Foam rolling has become a hot fitness trend and likely one you’re looking to try if you experience frequent muscle stiffness and inflammation. Like with any exercise equipment, however, there are key reminders and best practices to keep in mind when using a foam roller to prevent undue pain or injury. Don’t miss these essential tips:
Do Pick the Right Foam Roller for You
Depending on your size, weight and needs, the type of foam roller you buy or borrow at the gym may vary. Choosing the perfect foam roller should include considerations about what density you want to roll on (i.e. hard, medium, soft) as well as the length of foam roller you require for targeting specific body parts.
Foam rolling may be an integral part of your recovery regimen following a hard workout, or you may simply keep one at home for working out daily aches and pains. Longer foam rollers can be utilized for body use, while smaller foam rollers can target isolated muscle groups to work out specific trigger points. Foam rollers are reasonably priced with many in the $14 – $25 range. Just remember, you will want to find a foam roller that can withstand the continued use of your entire body weight on it.
DON’T Roll Through Pain
Your inclination to roll over and hold at a trigger point again and again and again no matter how painful is a definite no-no. Just like with any myofascial release therapy, some soreness and pain may accompany deep pressure application to inflamed or tight tissues. Rolling through severe, sudden pain, however, is not going to help you gain any relief and could indicate the occurrence of a fitness injury like a tendon tear or strain.
Rolling out restricted and contracted tissues incorrectly can stimulate your body to tense up even tighter in pain. This defeats the purpose of foam rolling and may actually trigger stronger and stronger stress responses in your body. Instead, you want to relax into a roll, practice deep breathing, and embrace a mind-body awareness that helps you visualize the fascia release.
DO Take the Opportunity to Learn
The more you educate yourself about the body and how foam rolling can aid your flexibility, mobility and recovery, the more benefit you will see. For example, did you know that foam rolling doesn’t target your muscle tissue as much as it does the tough, flexible tissue called fascia that covers your muscles and joints? By loosening up tight fascia and rearranging jumbled tissue fibers, foam rollers can improve your flexibility, muscle activation and range of motion.
Guided direction from a knowledgeable instructor (in your gym, or streamed online on YouTube, for example) plays an important role in helping you nail good foam rolling technique to prevent potential injury as well. Understanding that relieving low back pain may actually result from foam rolling tight hips and upper leg muscles require an informed approach and willingness to learn.
DON’T Rely on Foam Rolling For Success
Foam rolling is a valuable contribution to a recovery regimen that involves stretching and refueling the body after a moderate or high-intensity workout. However, it is not the end-all-be-all of flexibility and mobility success. The human body is a complex piece of biomechanical machinery and your own athletic performance and recovery are not based solely on the muscles and fascia.
Your metabolic rate, your bones and joints (including the spine, knees, hips and feet) your nervous system, and even your skin all work together when it comes to enhancing your movements and alleviating pain. Foam rolling is one of the puzzle pieces that must be accompanied by routine fitness and dynamic stretching to keep tissues pliable and strong.
DO Maintain a *Slow* Roll
Applying deep pressure to underlying fascia tissue with a foam roller takes a targeted and slow approach.
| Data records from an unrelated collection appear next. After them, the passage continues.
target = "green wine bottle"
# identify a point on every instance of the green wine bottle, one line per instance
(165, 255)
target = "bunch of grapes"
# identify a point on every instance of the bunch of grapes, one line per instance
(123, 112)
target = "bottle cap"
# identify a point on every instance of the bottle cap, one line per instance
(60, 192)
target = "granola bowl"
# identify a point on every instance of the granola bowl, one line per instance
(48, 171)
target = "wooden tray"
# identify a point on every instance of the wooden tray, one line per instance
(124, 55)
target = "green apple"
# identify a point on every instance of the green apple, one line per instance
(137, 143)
Quickly rolling back and forth limits your ability to truly release stiff and encumbered tissues, and can preclude you foam maintaining the best form possible during this type of stretch.
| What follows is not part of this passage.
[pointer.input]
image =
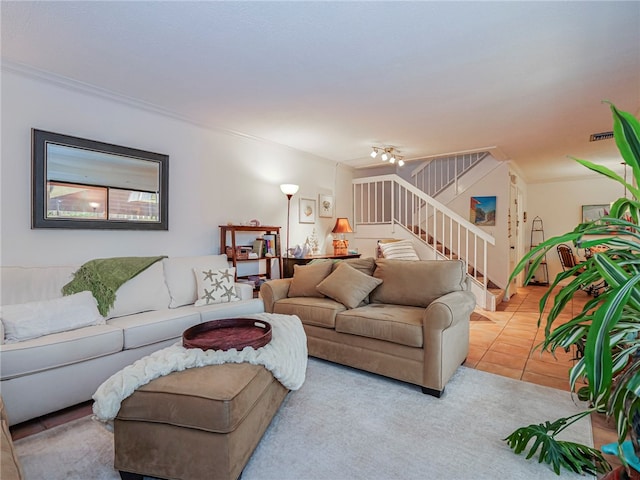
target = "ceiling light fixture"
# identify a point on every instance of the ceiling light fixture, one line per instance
(389, 154)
Experts recommend rolling at about an inch a second, conscious of your pace and breathing. When you reach a trigger point or target location, maintain the weight on it, count for about 10 breaths, and wait for the tension to dissipate. A 2015 study in the International Journal of Sports Physical Therapy suggests foam rolling for 30 seconds to 1 minute per muscle group roughly 20 minutes a day, 3 day a week.
For some, results of foam rolling are felt almost right away. For others, routine foam rolling may take a few sessions to positively impact pain and performance levels. Self-myofascial release is also possible through massage and using trigger point tools like a trigger point wand or mobility ball.